Comunicado de 25 de fevereiro de 2010
Processo nº 733/07
Relator: Conselheiro Joaquim Sousa Ribeiro
Em sessão plenária, de 23 do corrente, o Tribunal Constitucional decidiu, por maioria, não declarar a inconstitucionalidade da Lei n.º 16/2007, de 17 de abril.
Este diploma veio consagrar a não punibilidade da interrupção voluntária da gravidez, realizada por opção da mulher, nas primeiras 10 semanas da gravidez, desde que efectuada por médico, ou sob sua direcção, em estabelecimento de saúde oficial ou oficialmente reconhecido, com precedência de uma consulta obrigatória, destinada a facultar à grávida o acesso à informação relevante para a formação da sua decisão livre, consciente e responsável, e com salvaguarda de um período de reflexão não inferior a 3 dias, entre a realização dessa consulta e a prestação do consentimento.

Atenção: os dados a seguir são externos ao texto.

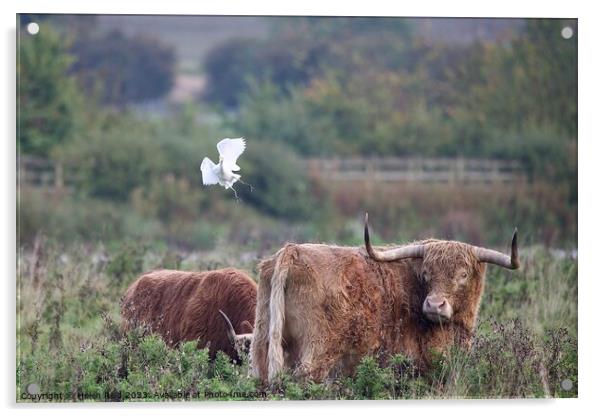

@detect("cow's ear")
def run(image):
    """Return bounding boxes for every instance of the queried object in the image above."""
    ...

Tinham sido apresentados dois pedidos de apreciação da conformidade constitucional de diversos aspectos da referida Lei, um por iniciativa de um grupo de trinta e três deputados à Assembleia da República (processo n.º 733/07), outro pelo Presidente da Assembleia Legislativa da Assembleia Legislativa da Região Autónoma da Madeira (processo n.º 1186/07). Este último processo foi incorporado no primeiro, por decisão do Presidente do Tribunal.
Quanto ao pedido formulado no âmbito do processo n.º 733/07, nele foram alegados vícios de inconstitucionalidade formal e de inconstitucionalidade material.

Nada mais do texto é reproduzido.